第206話 真田ゲリラ戦―4

 真田軍二千弱に対して、徳川勢七千余。

 いかに緒戦とはいえ、三分の一にも満たない寡兵の田舎侍ごときに、天下の三河武士が敗れるとは――。

 まさかの失態であり、忍びがたい恥辱であった。悔しさと怒りと焦り。こうした感情が入りまじり、徳川全軍は完全に冷静さを失った。冷静さを喪失すれば、戦略眼が曇り、統制のとれない猪武者の寄せ集まり、すなわち烏合の衆と化す。


 ここで改めて徳川軍の主だった将を列記しておく。

 大久保忠世

 柴田康忠

 鳥居元忠

 平岩新吉

 大将格のこの四人に、岡部長盛、大久保忠佐、松平康安などが従い、これらの徳川家家臣団に加えて、信濃先方衆として諏訪頼忠、保科正直、依田泰国、矢代勝永らが従軍していた。


 徳川四天王といわれる酒井、本多、榊原、伊井が加わらぬものの、錚々たる顔ぶれの陣容であった。

 しかしながら、今回の遠征軍における総大将は誰なのか、と問われれば、誰も即答できない。
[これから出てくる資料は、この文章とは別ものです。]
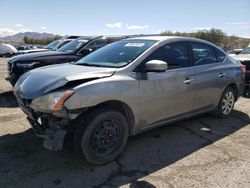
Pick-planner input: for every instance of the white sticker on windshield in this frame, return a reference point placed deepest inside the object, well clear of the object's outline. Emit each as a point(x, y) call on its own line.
point(132, 44)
 かろうじて全軍の総帥たる資格のある者といえば、もっとも年嵩の大久保忠世その人であろうという程度の危うい指揮系統であった。


 しかも、この軍は高台に本陣を置かず、戦況を客観的に俯瞰する者が一人としていなかった。

 さらに言えばである。

 徳川全軍は上田城を攻略することのみを考えていた。そのため、砥石城などをはじめとする真田の支城に対して抑えの兵を配置していなかったのである。


 緒戦で惨敗を喫した徳川軍は、ただ多勢を恃み、

「このような小城、一気に揉みつぶすべし」

 と、すさまじい怒号を上げて上田城に殺到したのだ。


 一方、上田城主の真田昌幸は、本丸で根津甚平と碁を打っていた。碁仲間であり、かつ謀将同士であるため、昔から気が合う。

 碁盤に目を落としたまま、昌幸がぼそぼそとした声で甚平に語りかけた。

「忍びの者によれば、寄せ手の大久保忠世どのは、猪突猛進の猪武者らしく、頭から湯気を出し、全軍総がかりで攻めよと咆えているとか」

 これに、甚平がふふっと片頬笑んで応じる。